The examination was intended to answer these inquiries: 1) Was Doug Batchelor prominently engaged by Magnolia Trace, LP in the application phase? 2) Was there active involvement of Columbia County, over and above what has been disclosed, during the application process? 3) What was the nature of the agreement to purchase the land by Magnolia Trace, LLP from previous owner, DORRA, LLC? 4) What realtor(s) were involved? 5) What entities benefited from this transaction and were politicians tied into them more than previously reported?

Beyond Batchelor’s involvement with gaining the favorable county resolution and being the closing attorney for the developers, no other evidence was found anywhere in the 8 inch thick application and supporting documents of his involvement or that of his firm, Hull, Towill, and Barrett. The attorney appearing on the option for the developer to buy the property was the Atlanta giant, Smith, Gambrell & Russell. VanMatre, Harrison & Volkert, P.C. Of Columbia, Missouri is the attorney of record for the project. Legal fees budgeted for the construction were $52,000, with no distribution among firms cited. Legal fees for land acquisition, where Batchelor is known to have fit in, were set at $15,700. Title and recording fees were a surprising $18,000.

Columbia County’s involvement beyond the controversial resolution endorsing the project was minimal. Most of the preliminary inquiries were done by intermediaries without the project or its owners being named. At December 31, 2010, when the application was due for decision, no issues pertaining to Columbia County remained.

The contract for the purchase of the land was executed March 24, 2010 between Peach Way Holdings, an affiliate of Affordable Equity Partners (AEP) and the owner of the land, DORRA, LLC. The particulars of purchase price, contingency upon DCA approval of tax credits, and eventual closing date have been widely discussed and will not be reiterated here. The contract for the sale shows that the realtor was Sherman and Hemstreet represented by agent Billy Franke. The deadline for closing of March 2, 2011 was obviously missed and was extended. The contract gave the buyer wide latitude to cancel the sale until it had approved and accepted the offer of tax credits on March 14, 2011.

The new information discovered in this review was that in a initial review and determination letter sent to Magnolia Trace, LP, dated December 14,2010, the DCA, “determined that the Application does not meet the required Threshold requirements of the Application.” The reason cited was that costs were out of line with other DCA developments. Magnolia Trace appealed within the allotted 5 days of the letter.

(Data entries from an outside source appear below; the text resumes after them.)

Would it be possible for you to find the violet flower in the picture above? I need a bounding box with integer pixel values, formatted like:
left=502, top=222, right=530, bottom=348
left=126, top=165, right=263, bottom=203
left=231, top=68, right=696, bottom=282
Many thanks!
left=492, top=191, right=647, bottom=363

The tax credits were approved on March 14, 2011, three months before a sister AEP entity, Capital Health Management, Inc. gave Georgia House Speaker David Ralston $5000, so there was no quid pro quo evident in these events.

Overall, the strategy employed by AEP appears to be to internalize as many of the project planning, development, financing and other major cost components of its projects, meaning reduced use of other professionals. This strategy is employed in conjunction with lavish campaign contributions at the state level and to a much lesser extent, the local level, with Rep. Ben Harbin being the key local beneficiary.

Look for future reports here on the broader policy issues presented by this particular financing method for low income housing in Georgia, using Magnolia Trace as an example. The current effort was restricted to addressing local government in the process. No effort was made to investigate the DCA evaluation of this application after the initial rejection, because the reasons cited were costs, not local government factors.

No smoking guns were found in this examination as relate to Columbia County and its officialdom. What was found was a highly-regimented and documented process required by the Department of Community Affairs accompanied by a high degree of supporting documentation. The author was and is most impressed, as not many recent reviews have found such accuracy.

The Columbia County Commission can breathe again.***A.G.